I appreciate that an ERD fix for situations like this is a low priority, but I hope in the future that Symantec can offer better protection for Norton Internet Security so its features could remain functional, in spite of potential malicious activity.

Well, to set the record straight--your ISP (Verizon) is not being blocked, just your IP address. Verizon is a huge ISP and we definitely are not blocking all Verizon customers; in fact I am a Verizon customer and I don't have this issue at home.

Error reporting is not a tier 1 service--that is to say, it's not business critical. The product still functions fine when error reporting is unable to report. Needless to say, our product is not shut down when it cannot contact the error reporting server. In fact the rest of the product is even aware of error reporting's existance, let alone its success/failure. The product functions fine, and no protection is lost. I'm not sure what causes you to think otherwise--is there something that says it is disabled or not functioning?

Our IT department is looking into your specific problem, but as I said, since the product functions fine, and the server is not tier-1, they have de-prioritized it. I can't give any estimates when it will be resolved.

I understand that it's been de-prioritized.  It's been over 5 weeks since I provided all the specifics you requested, yet ERD continues to spam the system log every two hours with its failure messages.

I do appreciate your help in debugging the problem, last month.  All I'm doing at this point is documenting the problem for the community, in the event that other customers are also affected by this particular ERD issue.

I understand that my system is still protected, and the only aspect of the product that isn't functioning is the uploading of error and crash reports.  Still, it does come across like a vulnerability if hackers can deny access for months to a (lower-tier) service for a block of IP addresses.

Thanks again for your time and help with this.

// We plan on releasing a Firefox 10 compatibility update //

And what about Google Chrome? Considering Chrome is a more widely used web browser on Mac OS X Lion compared to Mozilla Firefox and you already have a fully working extension for Chrome with Norton Internet Security 2012 for Windows and Chrome extensions use the exact same API no matter if you are using the Linux, Windows og OS X version there shouldn't be that difficult writing one for Norton Internet Security for Mac.

To me it seems like Norton for Windows receives way more attention from Symantec / Norton developers than their Mac counterparts. And I guess that's not surprising considering the vast majority of crap out there is aimed towards Windows and not OS X.

But, charing the same price for a product that is inferior to its Windows counterpart in almost every single way and receives nowhere near the same amount of development and care from the Symantec / Norton developer team feels like a fraud if you ask me. Since Norton Internet Security 2012 for Windows was released in October (?) there have been multiple larger updates and quite a few smaller ones. For Norton Internet Security 12 for Mac there’s really been just one real update and considering the product was inferior to begin with this is simply not good enough.

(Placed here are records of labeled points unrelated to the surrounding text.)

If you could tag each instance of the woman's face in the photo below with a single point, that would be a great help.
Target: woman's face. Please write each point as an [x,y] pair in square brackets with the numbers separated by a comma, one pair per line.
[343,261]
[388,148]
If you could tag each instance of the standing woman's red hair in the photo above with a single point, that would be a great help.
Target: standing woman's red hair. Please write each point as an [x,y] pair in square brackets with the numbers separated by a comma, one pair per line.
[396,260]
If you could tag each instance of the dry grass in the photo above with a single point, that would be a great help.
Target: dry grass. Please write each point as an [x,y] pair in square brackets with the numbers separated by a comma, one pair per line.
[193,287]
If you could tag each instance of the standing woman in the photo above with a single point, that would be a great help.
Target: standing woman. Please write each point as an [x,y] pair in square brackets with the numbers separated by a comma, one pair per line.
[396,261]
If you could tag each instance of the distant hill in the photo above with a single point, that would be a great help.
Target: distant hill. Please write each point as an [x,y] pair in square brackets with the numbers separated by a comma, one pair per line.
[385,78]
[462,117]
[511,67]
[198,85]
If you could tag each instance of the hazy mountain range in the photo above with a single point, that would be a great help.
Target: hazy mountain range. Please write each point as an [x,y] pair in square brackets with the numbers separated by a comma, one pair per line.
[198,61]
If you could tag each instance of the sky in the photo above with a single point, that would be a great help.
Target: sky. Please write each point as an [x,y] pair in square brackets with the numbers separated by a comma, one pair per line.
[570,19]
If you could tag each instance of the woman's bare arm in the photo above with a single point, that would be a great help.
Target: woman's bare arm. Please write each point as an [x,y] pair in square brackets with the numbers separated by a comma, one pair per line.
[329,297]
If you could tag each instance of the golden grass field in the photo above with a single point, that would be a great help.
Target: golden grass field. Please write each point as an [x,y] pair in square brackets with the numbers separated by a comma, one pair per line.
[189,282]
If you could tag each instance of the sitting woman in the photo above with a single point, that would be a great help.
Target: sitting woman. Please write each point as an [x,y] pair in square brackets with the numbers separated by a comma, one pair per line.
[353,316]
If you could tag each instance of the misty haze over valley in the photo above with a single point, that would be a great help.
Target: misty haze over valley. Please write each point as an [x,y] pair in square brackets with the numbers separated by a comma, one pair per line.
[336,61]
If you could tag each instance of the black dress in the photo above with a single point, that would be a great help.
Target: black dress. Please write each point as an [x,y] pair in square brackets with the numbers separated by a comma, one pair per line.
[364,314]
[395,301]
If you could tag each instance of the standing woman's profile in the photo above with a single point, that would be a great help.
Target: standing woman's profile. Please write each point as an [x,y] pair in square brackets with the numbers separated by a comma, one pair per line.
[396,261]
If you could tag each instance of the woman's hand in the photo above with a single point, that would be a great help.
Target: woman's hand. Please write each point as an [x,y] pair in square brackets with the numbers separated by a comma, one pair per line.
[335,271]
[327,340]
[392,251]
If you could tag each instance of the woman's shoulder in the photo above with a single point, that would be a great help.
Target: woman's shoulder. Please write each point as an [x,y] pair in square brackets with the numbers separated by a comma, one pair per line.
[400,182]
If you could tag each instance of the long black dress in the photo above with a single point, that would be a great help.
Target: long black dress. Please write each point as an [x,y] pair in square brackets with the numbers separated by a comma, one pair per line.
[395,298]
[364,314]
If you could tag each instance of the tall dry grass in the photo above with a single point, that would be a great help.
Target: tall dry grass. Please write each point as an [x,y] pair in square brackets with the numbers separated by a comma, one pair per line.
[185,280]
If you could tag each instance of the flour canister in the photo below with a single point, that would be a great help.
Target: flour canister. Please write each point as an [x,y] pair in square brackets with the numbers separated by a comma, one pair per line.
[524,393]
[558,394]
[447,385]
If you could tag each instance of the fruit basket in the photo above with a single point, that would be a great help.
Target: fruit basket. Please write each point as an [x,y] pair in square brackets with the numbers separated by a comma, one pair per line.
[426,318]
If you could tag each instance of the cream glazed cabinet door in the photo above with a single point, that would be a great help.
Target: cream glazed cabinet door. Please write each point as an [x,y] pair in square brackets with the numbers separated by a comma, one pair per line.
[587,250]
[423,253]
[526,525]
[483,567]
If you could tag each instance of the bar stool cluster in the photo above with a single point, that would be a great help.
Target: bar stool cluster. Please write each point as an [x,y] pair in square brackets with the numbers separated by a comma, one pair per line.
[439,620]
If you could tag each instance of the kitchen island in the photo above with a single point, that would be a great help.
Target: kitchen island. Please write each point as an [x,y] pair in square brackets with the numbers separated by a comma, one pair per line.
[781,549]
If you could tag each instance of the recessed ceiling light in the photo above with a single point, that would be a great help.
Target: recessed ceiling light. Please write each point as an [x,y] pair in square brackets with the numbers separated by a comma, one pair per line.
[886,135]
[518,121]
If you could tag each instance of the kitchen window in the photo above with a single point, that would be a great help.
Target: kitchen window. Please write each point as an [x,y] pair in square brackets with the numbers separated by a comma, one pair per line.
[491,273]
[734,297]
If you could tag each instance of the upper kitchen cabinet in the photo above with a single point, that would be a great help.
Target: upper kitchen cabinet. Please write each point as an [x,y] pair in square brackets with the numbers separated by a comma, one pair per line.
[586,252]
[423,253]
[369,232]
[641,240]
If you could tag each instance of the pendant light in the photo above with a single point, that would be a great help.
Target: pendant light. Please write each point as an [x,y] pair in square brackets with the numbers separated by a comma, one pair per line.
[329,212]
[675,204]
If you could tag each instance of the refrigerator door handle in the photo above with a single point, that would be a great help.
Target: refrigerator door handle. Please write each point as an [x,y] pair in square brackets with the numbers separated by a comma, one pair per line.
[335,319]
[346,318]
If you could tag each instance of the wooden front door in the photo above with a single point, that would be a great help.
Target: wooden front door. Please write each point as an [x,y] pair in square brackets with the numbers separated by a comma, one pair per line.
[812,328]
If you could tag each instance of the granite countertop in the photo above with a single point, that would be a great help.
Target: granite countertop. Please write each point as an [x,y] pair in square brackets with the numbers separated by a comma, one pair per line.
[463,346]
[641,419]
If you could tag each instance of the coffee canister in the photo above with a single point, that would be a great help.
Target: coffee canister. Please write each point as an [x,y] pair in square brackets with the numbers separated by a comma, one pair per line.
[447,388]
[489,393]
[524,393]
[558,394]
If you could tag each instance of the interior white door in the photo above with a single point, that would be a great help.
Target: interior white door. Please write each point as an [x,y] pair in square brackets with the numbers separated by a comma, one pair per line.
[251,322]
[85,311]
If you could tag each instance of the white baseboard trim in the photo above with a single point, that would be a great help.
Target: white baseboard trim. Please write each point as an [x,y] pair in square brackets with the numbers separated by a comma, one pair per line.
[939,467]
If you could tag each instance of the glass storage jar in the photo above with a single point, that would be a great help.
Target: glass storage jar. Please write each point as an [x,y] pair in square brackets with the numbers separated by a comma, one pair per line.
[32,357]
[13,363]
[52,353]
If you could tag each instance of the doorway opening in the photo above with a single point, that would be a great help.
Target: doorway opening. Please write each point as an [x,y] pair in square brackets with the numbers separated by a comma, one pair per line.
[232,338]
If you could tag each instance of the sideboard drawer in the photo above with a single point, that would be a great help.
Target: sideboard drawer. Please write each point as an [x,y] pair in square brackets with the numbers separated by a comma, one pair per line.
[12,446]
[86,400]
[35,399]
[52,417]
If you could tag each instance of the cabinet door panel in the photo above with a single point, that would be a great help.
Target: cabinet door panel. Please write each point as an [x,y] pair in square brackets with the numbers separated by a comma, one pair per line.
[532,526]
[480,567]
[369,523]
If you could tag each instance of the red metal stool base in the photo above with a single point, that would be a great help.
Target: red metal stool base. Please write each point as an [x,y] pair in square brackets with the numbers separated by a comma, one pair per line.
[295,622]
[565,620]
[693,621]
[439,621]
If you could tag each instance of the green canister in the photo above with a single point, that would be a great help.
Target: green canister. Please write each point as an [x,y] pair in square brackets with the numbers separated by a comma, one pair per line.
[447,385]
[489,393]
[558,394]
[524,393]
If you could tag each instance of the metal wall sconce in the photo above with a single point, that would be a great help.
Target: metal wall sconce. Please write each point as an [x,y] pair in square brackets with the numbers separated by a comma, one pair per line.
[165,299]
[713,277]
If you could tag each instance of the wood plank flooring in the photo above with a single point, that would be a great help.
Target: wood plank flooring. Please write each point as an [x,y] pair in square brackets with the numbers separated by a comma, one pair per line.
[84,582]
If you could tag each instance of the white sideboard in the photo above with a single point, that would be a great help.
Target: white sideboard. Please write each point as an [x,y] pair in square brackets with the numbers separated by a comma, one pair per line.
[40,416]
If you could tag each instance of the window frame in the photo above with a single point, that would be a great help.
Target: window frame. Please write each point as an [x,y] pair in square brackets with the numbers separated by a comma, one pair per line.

Do you honestly feel the price tag of Norton Internet Security 12 for Mac and Norton Internet Security 2012 for Windows should be the same? If so how do you really defend this? Considering the feature list is not remotely close to the Windows counterpart and Mac users can expect like one update for every tenth Windows update? I don’t follow this logic.

I have been a loyal Norton user all since the remap back in 2009, but your Mac versions aren’t living up to your market priceat all.